Quando a associação do grupo wheel dá a um usuário acesso root completo através do sudo, normalmente ele é configurado assim no arquivo /etc/sudoers :
%wheel ALL=(ALL) ALL
Significado: "qualquer membro do grupo wheel em ALL hosts pode sudo para ALL contas de usuário para executar ALL comandos." Então, é exatamente o mesmo que sua linha "ruim":
bob ALL=(ALL) ALL
Se você quiser dar a um usuário (ou grupo) acesso total a uma conta específica de outro usuário e nada mais, faça da seguinte maneira:
user ALL=(targetuser) ALL
# or
%group ALL=(targetuser) ALL
Então, o (s) usuário (s) pode (m) fazer
$ sudo -u targetuser command
para executar rapidamente comandos individuais como o usuário de destino ou
$ sudo -iu targetuser
para obter um shell como o usuário de destino, com o mesmo ambiente exato em que o usuário de destino obteria ao efetuar login diretamente.

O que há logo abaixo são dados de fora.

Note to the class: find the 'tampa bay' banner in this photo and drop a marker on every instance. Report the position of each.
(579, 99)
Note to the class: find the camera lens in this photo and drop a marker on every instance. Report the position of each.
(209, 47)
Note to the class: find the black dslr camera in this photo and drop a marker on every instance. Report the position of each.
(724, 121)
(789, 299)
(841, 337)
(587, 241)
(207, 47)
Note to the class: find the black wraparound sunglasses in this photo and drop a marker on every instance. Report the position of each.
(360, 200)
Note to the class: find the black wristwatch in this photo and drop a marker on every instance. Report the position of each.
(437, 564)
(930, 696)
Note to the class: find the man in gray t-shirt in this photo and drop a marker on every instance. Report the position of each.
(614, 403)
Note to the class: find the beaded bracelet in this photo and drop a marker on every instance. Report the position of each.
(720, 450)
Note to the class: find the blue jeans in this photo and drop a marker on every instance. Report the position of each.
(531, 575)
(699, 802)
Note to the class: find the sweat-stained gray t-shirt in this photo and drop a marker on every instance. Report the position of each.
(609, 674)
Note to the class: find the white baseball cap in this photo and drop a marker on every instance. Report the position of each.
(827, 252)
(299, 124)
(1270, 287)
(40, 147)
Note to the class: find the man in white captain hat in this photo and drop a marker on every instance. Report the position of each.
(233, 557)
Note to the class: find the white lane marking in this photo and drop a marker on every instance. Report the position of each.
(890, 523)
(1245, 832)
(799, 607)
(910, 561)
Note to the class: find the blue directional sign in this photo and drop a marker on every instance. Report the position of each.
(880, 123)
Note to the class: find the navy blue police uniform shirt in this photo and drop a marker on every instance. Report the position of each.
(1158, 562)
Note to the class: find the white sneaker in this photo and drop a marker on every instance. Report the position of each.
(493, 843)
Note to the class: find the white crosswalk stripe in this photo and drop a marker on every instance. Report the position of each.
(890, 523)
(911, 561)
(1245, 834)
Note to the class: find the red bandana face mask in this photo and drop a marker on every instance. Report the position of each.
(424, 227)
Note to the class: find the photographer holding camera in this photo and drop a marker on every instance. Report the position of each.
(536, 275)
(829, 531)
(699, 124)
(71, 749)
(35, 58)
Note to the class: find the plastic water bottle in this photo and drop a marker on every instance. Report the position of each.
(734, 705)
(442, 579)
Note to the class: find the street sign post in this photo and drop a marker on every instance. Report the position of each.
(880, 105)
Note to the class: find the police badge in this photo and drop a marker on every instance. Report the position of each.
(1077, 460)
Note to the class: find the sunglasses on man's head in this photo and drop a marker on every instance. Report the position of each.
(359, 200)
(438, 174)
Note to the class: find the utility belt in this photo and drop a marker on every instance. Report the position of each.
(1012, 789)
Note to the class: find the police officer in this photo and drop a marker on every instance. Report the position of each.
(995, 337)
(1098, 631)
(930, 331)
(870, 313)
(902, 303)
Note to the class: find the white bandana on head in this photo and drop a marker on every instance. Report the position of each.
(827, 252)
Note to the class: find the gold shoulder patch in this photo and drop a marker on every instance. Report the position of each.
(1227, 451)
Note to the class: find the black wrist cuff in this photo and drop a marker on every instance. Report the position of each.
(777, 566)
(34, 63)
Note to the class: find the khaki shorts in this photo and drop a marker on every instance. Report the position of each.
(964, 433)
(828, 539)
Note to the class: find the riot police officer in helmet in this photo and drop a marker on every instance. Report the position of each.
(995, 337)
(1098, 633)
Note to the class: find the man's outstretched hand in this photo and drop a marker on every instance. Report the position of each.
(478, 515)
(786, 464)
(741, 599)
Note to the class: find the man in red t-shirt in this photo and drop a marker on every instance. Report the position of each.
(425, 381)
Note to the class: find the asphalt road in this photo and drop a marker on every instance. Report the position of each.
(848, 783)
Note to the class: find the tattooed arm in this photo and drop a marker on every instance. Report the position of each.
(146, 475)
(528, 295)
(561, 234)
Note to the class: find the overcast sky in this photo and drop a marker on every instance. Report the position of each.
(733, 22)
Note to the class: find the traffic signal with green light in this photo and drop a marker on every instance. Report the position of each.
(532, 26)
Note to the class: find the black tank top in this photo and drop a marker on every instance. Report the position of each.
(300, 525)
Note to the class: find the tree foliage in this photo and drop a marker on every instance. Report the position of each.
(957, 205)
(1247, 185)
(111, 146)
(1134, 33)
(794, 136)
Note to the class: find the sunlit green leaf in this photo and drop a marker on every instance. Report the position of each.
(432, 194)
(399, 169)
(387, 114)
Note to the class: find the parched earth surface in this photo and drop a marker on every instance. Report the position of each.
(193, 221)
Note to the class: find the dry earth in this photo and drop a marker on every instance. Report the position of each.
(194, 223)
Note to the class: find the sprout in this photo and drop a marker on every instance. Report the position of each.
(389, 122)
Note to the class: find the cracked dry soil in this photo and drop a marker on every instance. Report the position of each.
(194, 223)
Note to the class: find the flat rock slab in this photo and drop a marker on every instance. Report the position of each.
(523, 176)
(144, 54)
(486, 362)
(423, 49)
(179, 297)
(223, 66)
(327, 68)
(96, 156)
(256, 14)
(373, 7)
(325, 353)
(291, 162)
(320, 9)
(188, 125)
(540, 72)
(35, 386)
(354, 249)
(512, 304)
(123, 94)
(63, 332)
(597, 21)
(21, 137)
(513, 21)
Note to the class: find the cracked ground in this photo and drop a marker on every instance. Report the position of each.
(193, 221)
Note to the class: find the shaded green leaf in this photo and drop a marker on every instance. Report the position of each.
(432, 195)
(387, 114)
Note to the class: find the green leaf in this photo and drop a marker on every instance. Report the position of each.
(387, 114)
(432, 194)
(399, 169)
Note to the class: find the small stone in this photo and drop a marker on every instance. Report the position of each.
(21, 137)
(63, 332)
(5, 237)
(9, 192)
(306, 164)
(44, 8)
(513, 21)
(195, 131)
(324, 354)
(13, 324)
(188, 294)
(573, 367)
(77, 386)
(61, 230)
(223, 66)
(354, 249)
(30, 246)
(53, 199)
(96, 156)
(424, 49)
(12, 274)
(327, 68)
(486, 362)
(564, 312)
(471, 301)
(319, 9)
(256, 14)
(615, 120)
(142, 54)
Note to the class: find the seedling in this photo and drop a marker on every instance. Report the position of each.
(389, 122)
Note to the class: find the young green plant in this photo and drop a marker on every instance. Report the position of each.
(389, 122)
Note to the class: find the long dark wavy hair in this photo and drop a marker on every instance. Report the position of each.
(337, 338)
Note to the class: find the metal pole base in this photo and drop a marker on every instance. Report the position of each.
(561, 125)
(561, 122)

Por razões históricas, algumas pessoas usam reflexivamente sudo su - targetuser para o segundo propósito. Isso exigiria dar ao (s) usuário (s) em questão pelo menos acesso para executar o comando su - targetuser como root, e será mais difícil juntar os logs do que o usuário realmente fez. Esse comando foi útil quando sudo não tinha a opção -i , mas acho que essa opção já existe há 15 anos.